A First on the Campus of Dillard University

As much as today's service provided memorable and historical moments for Bishop Williamston and the Louisiana Conference, it was also historic and memorable for Dillard University. 

Today's installation service was the first to be held on the campus of Dillard University. 

Dillard, a university in New Orleans' historic Gentilly neighborhood, traces its Methodist roots back to 1869 when it was Union Normal School and trained freedmen to become ministers. Four years later, Union Normal changed its name to New Orleans University, and in 1930, the school merged with Straight University to form Dillard University.

Throughout the years, the mergers, and the name changes, the school has remained a member of the United Methodist Church and its predecessor, the Methodist Episcopal Church.

Dr. Rochelle Ford, president of Dillard University, said today's service was an important moment that should help motivate our students so that they, too, can be leaders who are living ethically.

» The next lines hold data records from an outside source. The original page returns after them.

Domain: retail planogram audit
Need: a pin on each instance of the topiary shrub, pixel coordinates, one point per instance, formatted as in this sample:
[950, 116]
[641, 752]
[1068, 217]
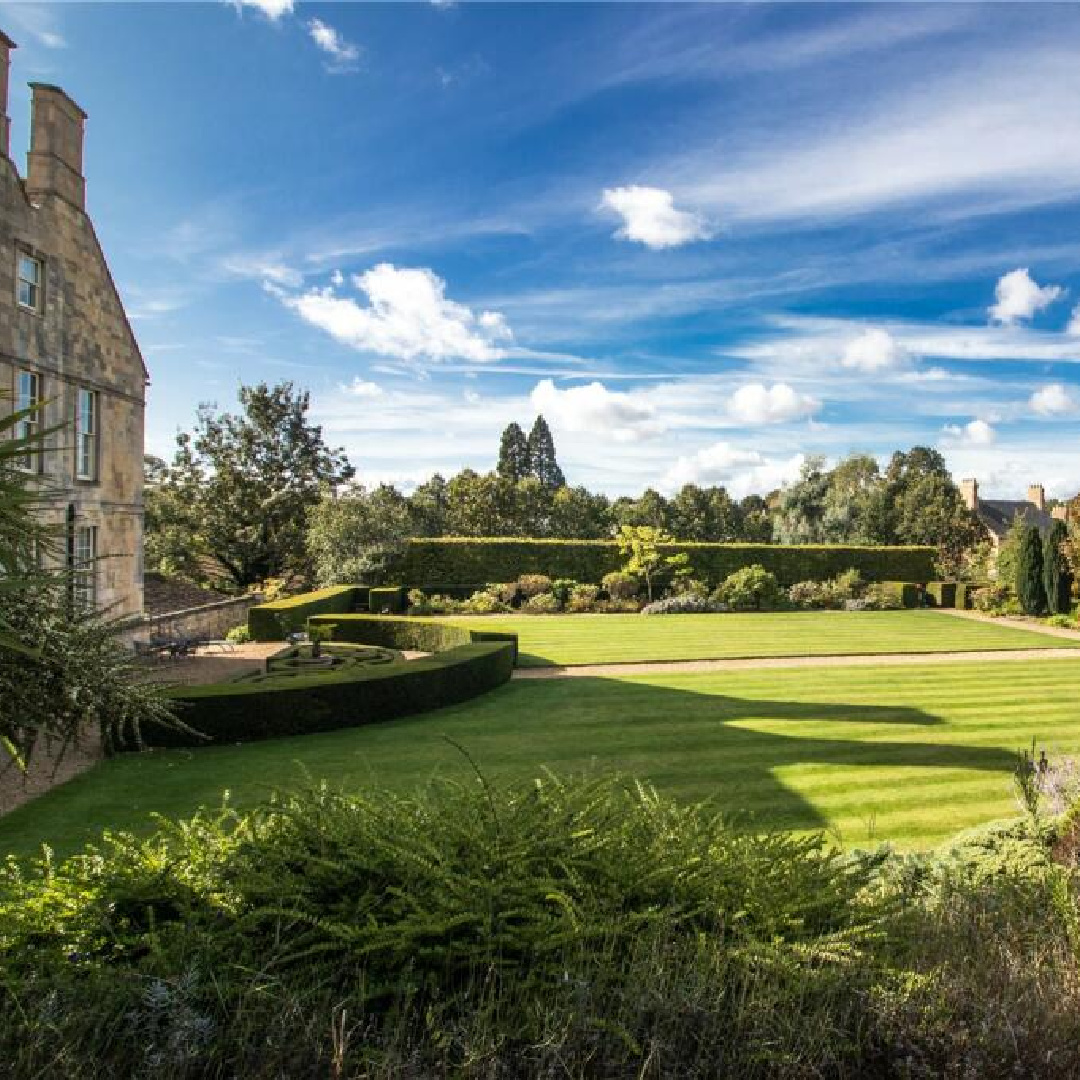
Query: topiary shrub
[1030, 591]
[620, 585]
[752, 589]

"It is fitting as an HBCU college that was founded by the United Methodist Church that Dillard be part of this moment that is creating a new legacy of excellence," Ford said. "And being an African-American woman who is leading Dillard, it is personally gratifying, as well." 

One of the highlights of today's service included the Dillard University Concert Choir. 

For Rev. Karli Pidgeon, a District Superintendent in the Louisiana Conference and participant in the service, the lyrics to the Black National Anthem, "Lift Every Voice and Sing," moved her to tears. 

"I began to think of our ancestors and the great cloud of witnesses who fought tirelessly for freedom and equality in this country and denomination," Pidgeon said. "To be able to witness and participate in such a momentous occasion is an honor I won't soon forget. Bishop Williamston is not only the first African American bishop to lead the Louisiana Conference, but she is the Shepherd of Hope we need for such a time as this!"


The Louisiana Conference of the United Methodist Church extends its thanks to the faculty and staff of Dillard University, especially Dr. Rochelle L. Ford, President; Rev. Herbert Brisbon, III, Chaplain; S. Carver Davenport, Dillard University Concert Choir Director; Chief Angela Honora, University Police; Mr. Cortheal Clark, School of Humanities Chair; and Mr. Nick Harris, Office of Community & Church Relations Director, for their gracious hospitality. 

The Louisiana Conference would also like to thank those who have participated in this service:

    • Rev. Barbara Murray
    • Mr. Hoza Reddit, Sr.
    • Rev. Cyril "Kirby" Verrett
    • Rev. Herbert Brisbon, III
    • Rev. Brady Whitton
  • Members of the Louisiana Conference Cabinet: Rev. Dr. Thomas Dolph, Mrs. Jennifer Swann, Rev. Dr. Van Stinson, Rev. Karli Pidgeon, Rev. Jan Curwick, Rev. Scott Bullock, and Mr. Chris Spencer
  • Mr. John F. Smith
  • Rev. Jo Ann Cooper
  • Mrs. Margery Manuel
  • Rev. Katie McKay Simpson
  • Rev. Lauren Frazier-McGuin
  • Rev. Simon Chigumira
  • Mr. George Anding
  • Mrs. Leigh Rachal
    • The Right Reverend Shannon R. Duckworth, Bishop Episcopal Diocese of Louisiana
    • Mrs. Leigh Rachal, Director, Louisiana Interchurch Conference

The Louisiana Conference would also like to thank the members of the Pin Stripe Brass Band and the Zulu Tramps for leading the second line following the service, and Mrs. Margaret Washington and Rev. Jay Hogwood, Senior Minister, Rayne Memorial United Methodist Church, for securing members of local churches in the New Orleans area as our Hospitality Team.